CLARK GABLE, having tasted poverty for many years and not liking its flavor, is industriously saving most of his income. He lived, until recently, in a modest, unfurnished apartment which he rented for about $150 a month. He does no entertaining, spends little for clothes and employs only two servants, a maid and a cook.

Norma Shearer, with a screen income of approximately one-half million a year, spends very little of her own money, according to studio reports. Her husband Irving Thalberg, insists on being the provider. Perhaps her largest expense, excepting the inevitable income tax, is her life insurance, said to be a $1,000,000 policy.

Joan Crawford, with a salary estimated to be in the neighborhood of $4,500 a week, is carefully investing the bulk of her income. She owns the home in which she and Doug Jr. live, but he, in common with most other male members to a co-star marriage, pays all the household bills. Joan dresses well, but not lavishly, and manages to hold her modest bills down to about $15,000 a year. She employs a studio maid and a driver for her Cadillac and shares a secretary and business manager with Doug. Her voice is insured for $100,000 and her feet for $50,000. She gives generously to charities, entertains frequently, but not extravagantly, and considers her yearly vacation trip to New York, costing about $2,000, her one luxury.

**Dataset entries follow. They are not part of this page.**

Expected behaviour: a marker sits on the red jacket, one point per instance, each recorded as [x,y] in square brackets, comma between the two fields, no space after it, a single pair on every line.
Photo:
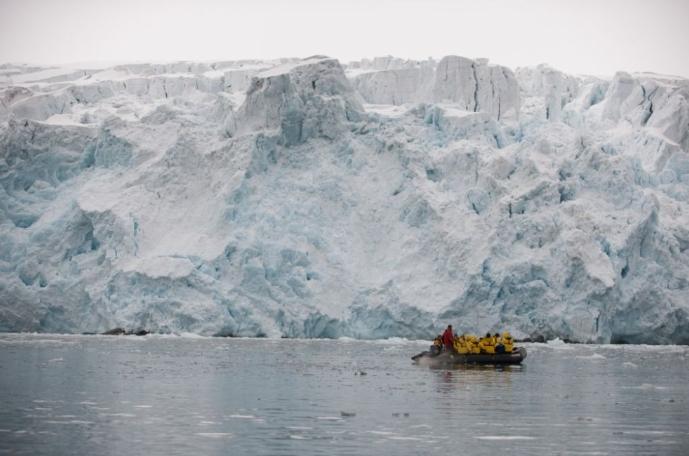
[448,338]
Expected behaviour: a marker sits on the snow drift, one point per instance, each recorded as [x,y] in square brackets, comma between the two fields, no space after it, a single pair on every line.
[304,198]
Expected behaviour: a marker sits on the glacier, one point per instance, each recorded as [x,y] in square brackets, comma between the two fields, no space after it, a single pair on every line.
[378,198]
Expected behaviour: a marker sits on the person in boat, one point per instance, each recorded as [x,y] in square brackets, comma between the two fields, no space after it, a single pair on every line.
[487,345]
[449,338]
[499,346]
[437,345]
[507,342]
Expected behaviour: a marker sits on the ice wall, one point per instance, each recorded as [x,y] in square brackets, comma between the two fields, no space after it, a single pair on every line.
[263,198]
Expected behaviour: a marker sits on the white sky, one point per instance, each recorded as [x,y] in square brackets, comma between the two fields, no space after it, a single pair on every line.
[579,36]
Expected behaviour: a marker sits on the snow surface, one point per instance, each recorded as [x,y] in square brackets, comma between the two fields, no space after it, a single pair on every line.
[305,198]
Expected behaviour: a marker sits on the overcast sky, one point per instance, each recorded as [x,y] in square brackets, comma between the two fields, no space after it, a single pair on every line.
[579,36]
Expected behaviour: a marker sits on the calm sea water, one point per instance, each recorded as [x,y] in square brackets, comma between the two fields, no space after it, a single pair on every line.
[63,395]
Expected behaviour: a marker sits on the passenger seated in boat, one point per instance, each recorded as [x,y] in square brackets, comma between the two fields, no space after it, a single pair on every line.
[487,345]
[473,344]
[462,345]
[499,346]
[507,342]
[449,338]
[437,345]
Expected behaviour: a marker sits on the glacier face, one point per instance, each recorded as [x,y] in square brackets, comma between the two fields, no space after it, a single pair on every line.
[304,198]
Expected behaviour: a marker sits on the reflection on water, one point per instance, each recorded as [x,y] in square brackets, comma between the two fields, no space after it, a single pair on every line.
[171,395]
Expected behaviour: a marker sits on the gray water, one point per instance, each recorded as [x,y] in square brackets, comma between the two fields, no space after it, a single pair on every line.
[64,395]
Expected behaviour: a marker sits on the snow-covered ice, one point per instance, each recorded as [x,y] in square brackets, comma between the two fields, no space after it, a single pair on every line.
[380,198]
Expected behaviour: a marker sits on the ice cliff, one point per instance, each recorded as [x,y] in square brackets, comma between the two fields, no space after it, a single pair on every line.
[305,198]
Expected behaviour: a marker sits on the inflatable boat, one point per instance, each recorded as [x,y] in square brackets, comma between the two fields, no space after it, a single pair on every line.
[449,359]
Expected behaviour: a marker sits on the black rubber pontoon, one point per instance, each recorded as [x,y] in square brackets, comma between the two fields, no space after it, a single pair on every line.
[449,359]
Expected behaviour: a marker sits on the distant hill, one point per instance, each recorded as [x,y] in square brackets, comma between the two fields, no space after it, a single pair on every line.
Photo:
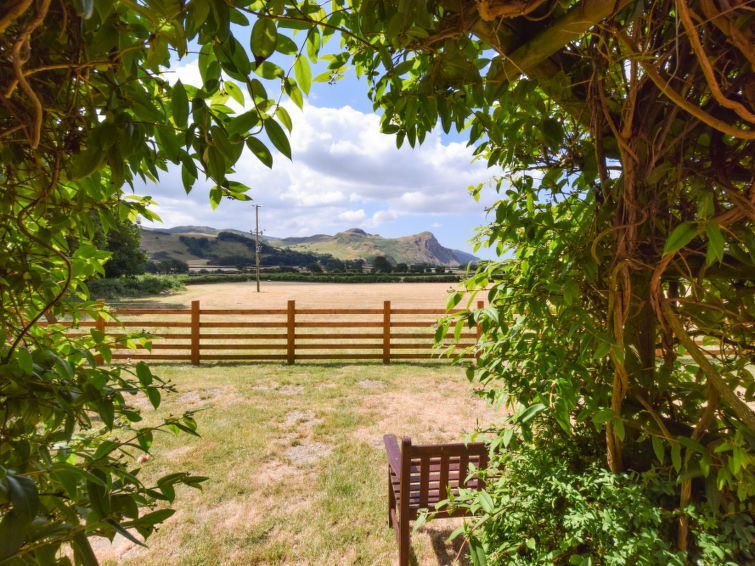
[203,245]
[358,244]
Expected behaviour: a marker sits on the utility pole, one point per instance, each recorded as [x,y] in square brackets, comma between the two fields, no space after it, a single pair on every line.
[257,241]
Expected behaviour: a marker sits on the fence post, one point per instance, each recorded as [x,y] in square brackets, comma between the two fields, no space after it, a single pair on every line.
[291,332]
[195,333]
[386,332]
[480,305]
[100,325]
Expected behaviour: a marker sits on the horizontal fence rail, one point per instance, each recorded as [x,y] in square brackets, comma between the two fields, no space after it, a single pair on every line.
[286,335]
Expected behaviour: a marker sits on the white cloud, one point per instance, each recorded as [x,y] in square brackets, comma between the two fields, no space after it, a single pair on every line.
[353,216]
[344,174]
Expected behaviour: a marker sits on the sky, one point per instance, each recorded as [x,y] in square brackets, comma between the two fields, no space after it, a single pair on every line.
[344,174]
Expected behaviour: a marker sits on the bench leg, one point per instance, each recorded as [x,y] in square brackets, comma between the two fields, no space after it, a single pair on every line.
[391,499]
[403,543]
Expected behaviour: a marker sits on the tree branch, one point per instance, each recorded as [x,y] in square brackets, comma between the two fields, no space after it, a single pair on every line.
[741,408]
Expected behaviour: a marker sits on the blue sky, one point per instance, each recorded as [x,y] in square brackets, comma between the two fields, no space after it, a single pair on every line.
[344,174]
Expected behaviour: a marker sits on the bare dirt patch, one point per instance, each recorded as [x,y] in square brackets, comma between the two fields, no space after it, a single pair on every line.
[290,389]
[301,418]
[306,453]
[371,384]
[275,294]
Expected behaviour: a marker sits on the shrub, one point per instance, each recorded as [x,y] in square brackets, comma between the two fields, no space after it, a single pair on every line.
[547,502]
[142,286]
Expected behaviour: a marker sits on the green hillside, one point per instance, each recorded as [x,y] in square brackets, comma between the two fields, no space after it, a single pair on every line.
[358,244]
[204,246]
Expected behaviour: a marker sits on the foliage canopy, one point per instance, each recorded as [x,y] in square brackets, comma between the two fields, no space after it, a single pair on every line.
[624,134]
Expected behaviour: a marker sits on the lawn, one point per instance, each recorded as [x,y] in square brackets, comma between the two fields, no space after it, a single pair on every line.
[296,464]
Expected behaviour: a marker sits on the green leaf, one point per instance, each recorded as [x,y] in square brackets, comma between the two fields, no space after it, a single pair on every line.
[22,492]
[216,194]
[680,237]
[285,45]
[156,517]
[86,163]
[235,92]
[313,43]
[123,532]
[144,374]
[180,105]
[12,533]
[303,73]
[154,396]
[268,70]
[477,552]
[243,123]
[716,242]
[676,456]
[486,502]
[264,38]
[278,137]
[658,449]
[84,8]
[530,413]
[260,150]
[284,118]
[82,550]
[457,330]
[553,132]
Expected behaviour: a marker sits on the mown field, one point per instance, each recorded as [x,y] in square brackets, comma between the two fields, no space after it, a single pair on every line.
[294,453]
[274,294]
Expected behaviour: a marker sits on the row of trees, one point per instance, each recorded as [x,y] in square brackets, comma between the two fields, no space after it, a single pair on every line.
[620,334]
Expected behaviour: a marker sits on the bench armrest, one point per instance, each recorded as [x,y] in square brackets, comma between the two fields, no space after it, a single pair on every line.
[393,452]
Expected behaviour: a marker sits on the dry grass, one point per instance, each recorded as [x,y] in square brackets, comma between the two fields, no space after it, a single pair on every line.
[296,463]
[275,294]
[294,453]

Any article of this kind must necessarily be very incomplete, since to list all of the luminaries of the screen and report in any semblance of detail each one's mode of living would require a booklength manuscript. Many stars whose living expenses are almost incalculable-for instance, Douglas Fairbanks, Mary Pickford, Gloria Swanson and John Barrymore-I have not attempted to include.

A few statements apply to every person in the picture colony. One and all, they give with exceeding generosity to charity; one and all, they realize their good fortune and spend freely to the general betterment of business. There is not a hoarder or a radical in the whole lot.